# GFCI protect the whole panel



## vinister (Apr 11, 2012)

My application requries that I GFCI protect a whole panel. 

I use Siemens panels, so I could just use GFCI breakers in every slot.

Or can I back-feed a GFCI breaker to use it as a main?

Use a hardwire GFCI solution such as those offered by Hubbell?

I need at least 8 breakers. Can anyone suggest some parts that they would choose for this job?

What are the unknowns that I might encounter with such a setup? Do air conditioners, for example, have a hard time with GFCIs? What about modern fluorescent ballasts?

Thanks,


----------



## Jlarson (Jun 28, 2009)

You can't back feed GFCI breakers. How are you feeding this panel, how big will it be? Can you feed it from a GFCI breaker?


----------



## brian john (Mar 11, 2007)

There has to be more to it than what you are posting.

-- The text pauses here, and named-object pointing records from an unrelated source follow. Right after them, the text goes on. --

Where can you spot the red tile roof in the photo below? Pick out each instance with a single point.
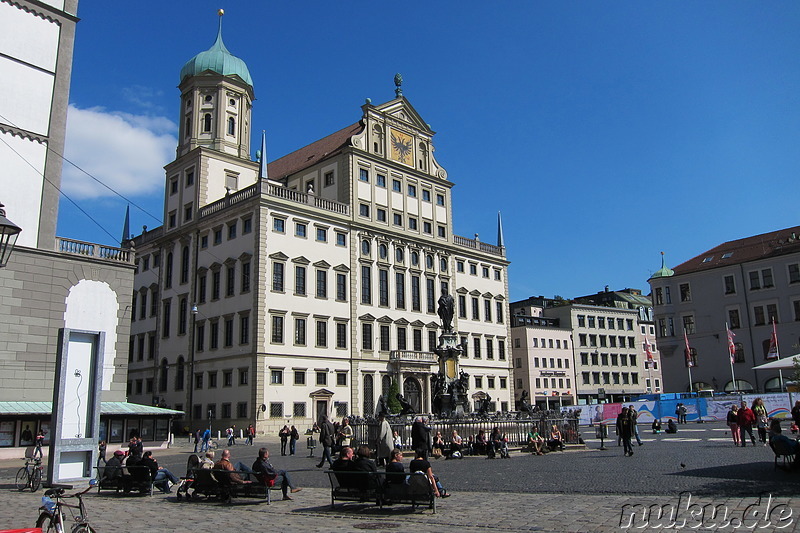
(313, 153)
(772, 244)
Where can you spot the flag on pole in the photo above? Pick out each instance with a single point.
(773, 352)
(731, 345)
(688, 351)
(648, 352)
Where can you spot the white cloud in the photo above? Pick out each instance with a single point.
(126, 152)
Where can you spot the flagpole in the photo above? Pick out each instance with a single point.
(688, 360)
(731, 354)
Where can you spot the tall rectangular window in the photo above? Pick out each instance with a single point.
(415, 296)
(400, 288)
(322, 334)
(246, 277)
(300, 280)
(322, 284)
(341, 287)
(366, 285)
(366, 336)
(277, 277)
(277, 329)
(341, 335)
(300, 331)
(383, 287)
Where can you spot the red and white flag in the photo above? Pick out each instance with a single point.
(688, 351)
(648, 352)
(773, 352)
(731, 344)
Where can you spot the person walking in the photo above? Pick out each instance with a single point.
(760, 412)
(326, 435)
(635, 415)
(626, 422)
(284, 434)
(385, 443)
(745, 419)
(734, 425)
(293, 438)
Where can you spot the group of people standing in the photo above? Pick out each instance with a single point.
(742, 418)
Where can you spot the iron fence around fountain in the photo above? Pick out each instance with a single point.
(516, 430)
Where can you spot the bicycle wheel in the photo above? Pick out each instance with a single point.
(47, 523)
(23, 478)
(36, 479)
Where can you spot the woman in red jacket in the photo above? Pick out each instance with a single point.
(745, 419)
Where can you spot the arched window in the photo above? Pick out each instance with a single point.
(369, 399)
(740, 386)
(377, 139)
(422, 164)
(162, 382)
(179, 371)
(185, 264)
(773, 385)
(168, 272)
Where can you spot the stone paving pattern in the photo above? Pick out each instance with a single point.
(563, 492)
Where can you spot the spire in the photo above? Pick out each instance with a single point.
(663, 272)
(500, 239)
(398, 84)
(126, 227)
(262, 165)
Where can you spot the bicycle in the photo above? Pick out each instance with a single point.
(51, 520)
(28, 477)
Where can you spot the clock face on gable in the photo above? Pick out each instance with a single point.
(402, 147)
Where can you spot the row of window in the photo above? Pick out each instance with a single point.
(615, 359)
(321, 233)
(606, 341)
(299, 338)
(411, 223)
(555, 383)
(609, 378)
(299, 377)
(757, 280)
(301, 283)
(397, 186)
(602, 322)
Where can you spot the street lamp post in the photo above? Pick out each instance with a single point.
(8, 236)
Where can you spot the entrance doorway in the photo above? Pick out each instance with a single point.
(413, 393)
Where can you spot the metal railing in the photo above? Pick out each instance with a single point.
(97, 251)
(515, 430)
(478, 245)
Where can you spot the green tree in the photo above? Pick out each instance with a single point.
(391, 402)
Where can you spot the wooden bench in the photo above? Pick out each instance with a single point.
(782, 451)
(381, 488)
(217, 484)
(137, 478)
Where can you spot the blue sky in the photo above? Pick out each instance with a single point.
(605, 132)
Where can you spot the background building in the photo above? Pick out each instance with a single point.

Assuming GFCI on a main set to the level of a typical residential GFCI you would most likely have tripping from the leakage currrent that is inherrent in long runs of conductors (all the branch circuits).

I assume there are specification and there should be a recommend setting, or if they are asking for all the branch circuits then you have to install seperate GFCI's for each branch circuit.

Or lastly are they asking for GFPE? Which would be simple to implement in a panel setting.


----------



## vinister (Apr 11, 2012)

No long runs, it's not resi. it's a small mobile building. The spec calls for 4ma trip, "whole system gfci protection" I clarified with end user and they basically don't want anything coming out that isn't gfci protected, they don't care how its accomplished. 

It will be fed from a group of inverters in series/parallel for around 9KW 120/240V. 

Ideally I would have a SE panel with a 50A GFCI 2 pole main. I know it doesn't exist... but there must be some solution.


----------



## Dennis Alwon (May 9, 2009)

Seimens does make a dp 50 and probably a 60 gfci breaker but you would be a fool to gfci protect the entire panel. If one thing has a problem then the whole panel goes down-- not what I would want. It is certainly cheaper to do the entire panel so throw that as an option.


----------



## brian john (Mar 11, 2007)

vinister said:


> No long runs, it's not resi. it's a small mobile building. The spec calls for 4ma trip, "whole system gfci protection" I clarified with end user and they basically don't want anything coming out that isn't gfci protected, they don't care how its accomplished.
> 
> It will be fed from a group of inverters in series/parallel for around 9KW 120/240V.
> 
> Ideally I would have a SE panel with a 50A GFCI 2 pole main. I know it doesn't exist... but there must be some solution.


Does not have to be long runs, it is the cumulative length, all will add the possibility of leakage current. I would opt for single branch circuit protection.


----------



## nolabama (Oct 3, 2007)

Use all GFCI breakers. I have panels like that. Stop over thinking.


----------



## vinister (Apr 11, 2012)

Dennis Alwon said:


> If one thing has a problem then the whole panel goes down-- not what I would want. It is certainly cheaper to do the entire panel so throw that as an option.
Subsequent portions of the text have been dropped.